The more things change, the more things stay the same for the Minnesota Wild’s power play. With star power in Kirill Kaprizov and Kevin Fiala, how can it continue to be this inept? “The Wild starting the year on a cold streak on the man advantage” has now surpassed “Death” and is sneaking up on “Taxes” for the No. 1 slot in the Inevitability Power Rankings.
Ideally, Kevin Fiala’s power play goal on opening night against the Anaheim Ducks should’ve been a breakthrough moment. Instead, they continue to be mired in the same mediocrity they were stuck in last season. It’s odd how Minnesota can absolutely own the play, dominate the offensive zone, and create numerous scoring chances routinely at 5-on-5 play, yet often can’t muster a single shot through multiple power plays in a given game.
Last season the Wild discovered how to utilize puck movement throughout the offensive zone at 5-on-5, including the high-cycle, to switch and create mismatches and confusion among the opposition. This eventually led to the Wild outnumbering the defense for a scoring chance, and goals followed. On the power play, this motion with and without the puck came to a screeching halt. Players relied on moving the puck with passing, not skating, to get penalty killers out of position. When teams play aggressively against the Wild’s passive perimeter play, Minnesota gets beat. The aggressiveness is possible because it’s easy to identify where shots will be coming from.
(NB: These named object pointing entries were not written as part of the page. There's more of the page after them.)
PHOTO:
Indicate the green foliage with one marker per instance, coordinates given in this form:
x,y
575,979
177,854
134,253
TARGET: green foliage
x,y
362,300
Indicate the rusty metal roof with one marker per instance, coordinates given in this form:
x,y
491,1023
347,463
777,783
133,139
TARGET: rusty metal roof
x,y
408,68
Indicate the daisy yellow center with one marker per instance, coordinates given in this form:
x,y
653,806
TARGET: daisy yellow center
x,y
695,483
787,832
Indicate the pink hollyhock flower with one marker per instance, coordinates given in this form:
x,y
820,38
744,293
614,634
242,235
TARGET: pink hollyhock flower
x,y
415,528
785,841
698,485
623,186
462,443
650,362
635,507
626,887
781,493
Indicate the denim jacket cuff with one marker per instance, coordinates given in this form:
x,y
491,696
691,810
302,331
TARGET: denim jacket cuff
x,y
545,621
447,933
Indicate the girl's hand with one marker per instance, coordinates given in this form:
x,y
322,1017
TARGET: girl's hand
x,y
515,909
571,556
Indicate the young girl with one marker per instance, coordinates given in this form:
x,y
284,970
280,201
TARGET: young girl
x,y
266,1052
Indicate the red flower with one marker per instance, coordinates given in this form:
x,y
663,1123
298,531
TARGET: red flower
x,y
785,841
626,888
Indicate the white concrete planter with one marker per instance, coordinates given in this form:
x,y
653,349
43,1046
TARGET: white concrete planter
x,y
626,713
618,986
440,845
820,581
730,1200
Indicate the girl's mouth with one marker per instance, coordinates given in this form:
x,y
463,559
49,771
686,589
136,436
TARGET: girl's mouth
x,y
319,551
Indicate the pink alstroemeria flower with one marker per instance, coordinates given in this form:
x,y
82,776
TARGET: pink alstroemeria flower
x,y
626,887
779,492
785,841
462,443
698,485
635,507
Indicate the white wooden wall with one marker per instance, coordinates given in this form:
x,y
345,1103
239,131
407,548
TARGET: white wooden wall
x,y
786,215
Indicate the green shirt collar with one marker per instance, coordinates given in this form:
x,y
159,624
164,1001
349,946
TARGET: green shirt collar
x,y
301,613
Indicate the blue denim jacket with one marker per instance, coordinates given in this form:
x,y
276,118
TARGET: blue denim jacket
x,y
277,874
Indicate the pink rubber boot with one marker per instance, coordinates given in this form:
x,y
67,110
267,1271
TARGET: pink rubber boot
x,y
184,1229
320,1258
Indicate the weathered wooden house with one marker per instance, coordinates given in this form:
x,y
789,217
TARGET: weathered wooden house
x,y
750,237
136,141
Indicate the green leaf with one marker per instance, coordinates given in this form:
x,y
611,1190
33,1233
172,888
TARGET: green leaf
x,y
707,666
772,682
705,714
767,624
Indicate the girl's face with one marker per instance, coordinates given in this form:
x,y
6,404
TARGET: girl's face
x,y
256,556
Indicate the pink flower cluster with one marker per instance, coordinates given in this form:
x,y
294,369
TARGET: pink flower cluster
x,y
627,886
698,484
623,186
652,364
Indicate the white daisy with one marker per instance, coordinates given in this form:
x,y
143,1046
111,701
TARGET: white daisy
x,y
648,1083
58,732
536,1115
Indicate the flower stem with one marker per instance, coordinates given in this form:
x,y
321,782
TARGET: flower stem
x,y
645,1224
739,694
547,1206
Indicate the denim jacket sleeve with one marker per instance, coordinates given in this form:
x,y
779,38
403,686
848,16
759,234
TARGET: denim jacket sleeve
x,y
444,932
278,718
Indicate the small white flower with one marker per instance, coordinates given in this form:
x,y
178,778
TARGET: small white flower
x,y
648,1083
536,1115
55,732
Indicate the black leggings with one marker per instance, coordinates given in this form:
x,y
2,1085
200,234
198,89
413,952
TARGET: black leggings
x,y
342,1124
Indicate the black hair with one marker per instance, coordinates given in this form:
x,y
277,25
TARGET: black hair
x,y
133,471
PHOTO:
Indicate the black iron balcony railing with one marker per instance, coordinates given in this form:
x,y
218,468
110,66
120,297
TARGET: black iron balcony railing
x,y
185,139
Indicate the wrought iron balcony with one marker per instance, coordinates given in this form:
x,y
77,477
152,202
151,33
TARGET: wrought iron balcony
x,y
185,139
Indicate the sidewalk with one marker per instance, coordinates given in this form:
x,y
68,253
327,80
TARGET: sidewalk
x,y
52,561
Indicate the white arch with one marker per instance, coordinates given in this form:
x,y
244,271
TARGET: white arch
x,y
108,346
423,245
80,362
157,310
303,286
These trends from last season are bleeding over into this one. In the second period of Saturday night’s loss to the Colorado Avalanche, Ryan Hartman‘s power-play goal snapped an 0-for-14 dry spell on the man advantage. Minnesota will take it, but it shouldn’t erase the glaring issue: That their first power play unit (not to mention the players that populate it) is badly in need of a goal right now.
We’ve discussed the reasons why their second unit isn’t a prototypical power-play unit. All the firepower is on the first unit, leaving mainly third-line guys to pitch in. It worked on Saturday night, but teams can’t count on their second unit scoring big, timely goals every night.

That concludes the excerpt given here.